The Property Industry Group (PI Group) have published guidelines and details on financial assistance for retail tenants.
The PI Group is comprised of various commercial property stakeholders, and speaks in general for the commercial real estate industry.
In terms of the Guidelines, the group recommends that retail tenants who are affected by COVID19 and the continued lock down should be awarded certain rental discounts and deferrals.
This is an incredibly recent occurrence, and retail tenants are advised to approach their landlords to apply for this relief as set out in these guidelines.
A copy of the press release relating to the guidelines may be accessed at https://sareit.prowly.com/94420-the-property-industry-group-increases-its-retail-tenant-assistance-and-relief-guidelines.
RELIEF FOR EMPLOYEES
COVID-19 TERS (Disaster Fund) and UIF
In addition to the measures introduced by National Treasure and SARS, the Department of Labour, via the UIF, has made a substantial amount of money available via the COVID-19 TERS facility.
In terms of this facility, employers whose employees have been placed on short time, or who have been temporarily retrenched, may apply to the UIF for a benefit to be paid to their employees, via the company. The benefit may be a minimum of R 3500.00 per month, per employee, or between 38% and 68% of the benefit the employee would have received if they had been completely unemployed.

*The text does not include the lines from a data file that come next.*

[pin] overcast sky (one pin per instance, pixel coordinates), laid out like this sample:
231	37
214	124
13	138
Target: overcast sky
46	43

The COVID19 TERS UIF benefit application process has been moved online and has been simplified significantly. Employers are still permitted to file claims for April (as at 03 May 2020) and are encouraged to do so as quickly as possible. The online application portal may be accessed at https://uifecc.labour.gov.za/covid19/covid19.
Employees may also continue to apply for ordinary UIF benefits, depending on their individual circumstances at www.ufiling.co.za. NB: an employee cannot apply for ordinary UIF benefits and qualify for the COVID19 TERS benefit at the same time. We encourage employers to determine whether their employees still have any active or open claims. More information on UIF may be found at www.labour.gov.za/uif or by calling 0800 003 0007.
Guidelines issued by the Compensation Commissioner on the 20th of March 2020 indicate that COVID-19 will be considered an occupational disease in certain circumstances.
There is a procedure to follow, and if the fund accepts responsibility, it will pay the affected employee’s medical expenses and up to 30 days of sick leave compensation. This does not include the employee staying at home because of the national shut down, only if they are diagnosed with COVID-19 as a result of varying degrees in risk of exposure at the workplace.
More information on Compensation for Occupational Injuries and Diseases can be found at www.labour.gov.za.